Мари ошеломленно таращила глаза. Никогда не доводилось ей видеть столько сородичей вместе! Близились сумерки, но настроение на поляне царило далеко не сумрачное – вокруг витало предчувствие праздника, и возбужденные голоса долетали до укрытия Мари. Она тут же насчитала сорок пять женщин, двадцать мужчин и семнадцать детей, в их числе Дженну, подбежавшую поздороваться с Ледой.
– Леда! Леда! А Мари тоже здесь? – нетерпеливо спросила Дженна.
Леда обняла ее.
– Нет, Дженна. Мари сегодня не придет.
– Что-то она совсем расхворалась, – приуныла Дженна. – Я без нее скучаю.
– И она без тебя скучает, – отозвалась Леда.
– Мари все хворает? – спросил с вежливым поклоном Ксандр.
– У нее очень слабое здоровье.

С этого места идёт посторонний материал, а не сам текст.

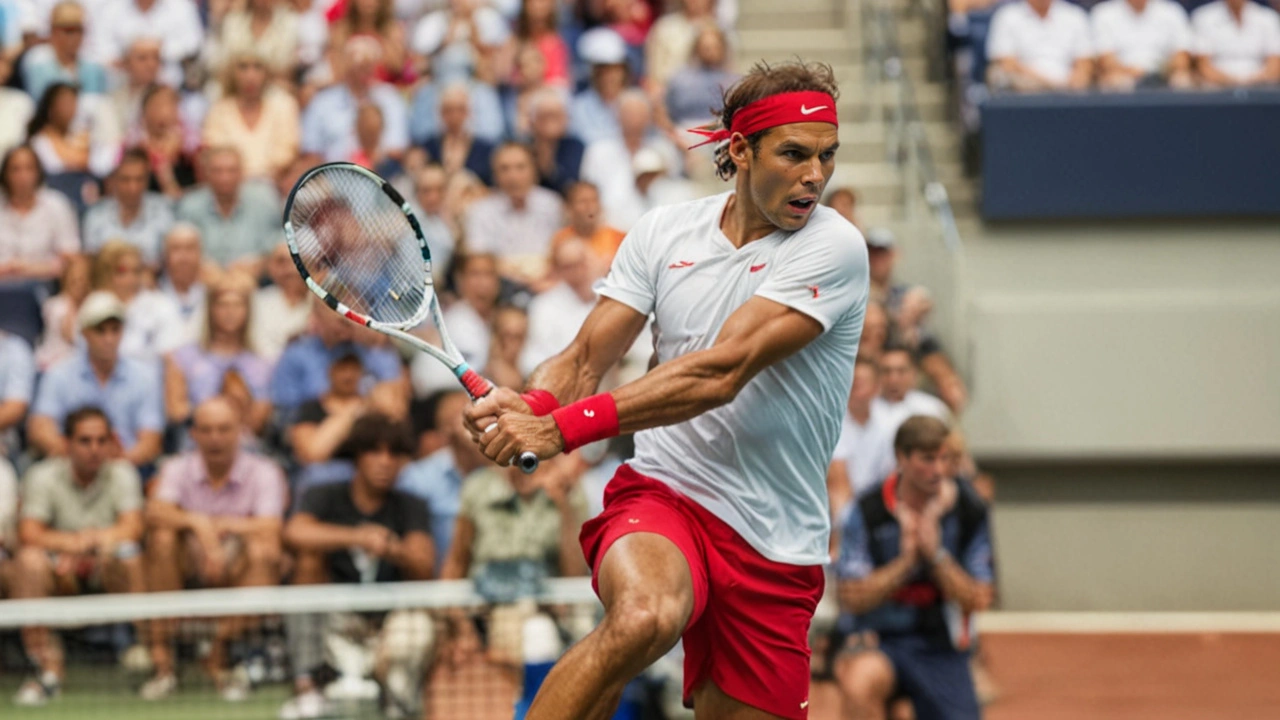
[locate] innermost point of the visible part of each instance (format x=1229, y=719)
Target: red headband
x=785, y=108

Вы знаете, какая она хрупкая, – пустила Леда в ход отговорку, позволявшую ей прятать дочь от Клана и скрывать тайну Мари даже от единственной подруги и ее отца.
– Зато дар у нее, как у тебя, – упрямо твердила Дженна. – Я точно знаю. У нее глаза твои.
– Да, дитя мое, – ласково ответила Леда. – И сила в ней есть, но такая же капризная, как ее здоровье.
– Так значит, это правда. Сегодня ты выберешь не Мари, – сказал Ксандр.
– Сегодня я выберу не Мари, – твердо ответила Леда.
– Ах, как жаль! – расстроилась Дженна. – Я так надеялась, что у нее хватит сил!
– И я надеялась, дитя мое, и Мари тоже надеялась, – сказала Леда. – Но, видно, не бывать тому.
Мари обхватила себя руками, будто не давая сердцу выпрыгнуть из груди. Хотелось выбежать на берег, встать на законное место подле матери и раз и навсегда заявить о своих правах, без страха, что ее проклянут за светлые волосы и кожу, что впитывает солнечный свет. Она зажмурилась, обмирая от тоски: она смертельно устала быть всем здесь чужой, чувствовать грусть и одиночество.
Ригель прижался к ней в знак поддержки, напомнив, что на самом деле она вовсе не одинока и чувства ее отныне кто-то разделяет. Мари обняла щенка и усилием воли стряхнула тоску, вообразив, будто печаль изливается из нее наружу, впитывается в щедрую землю под ногами – и вновь направила внимание на мать.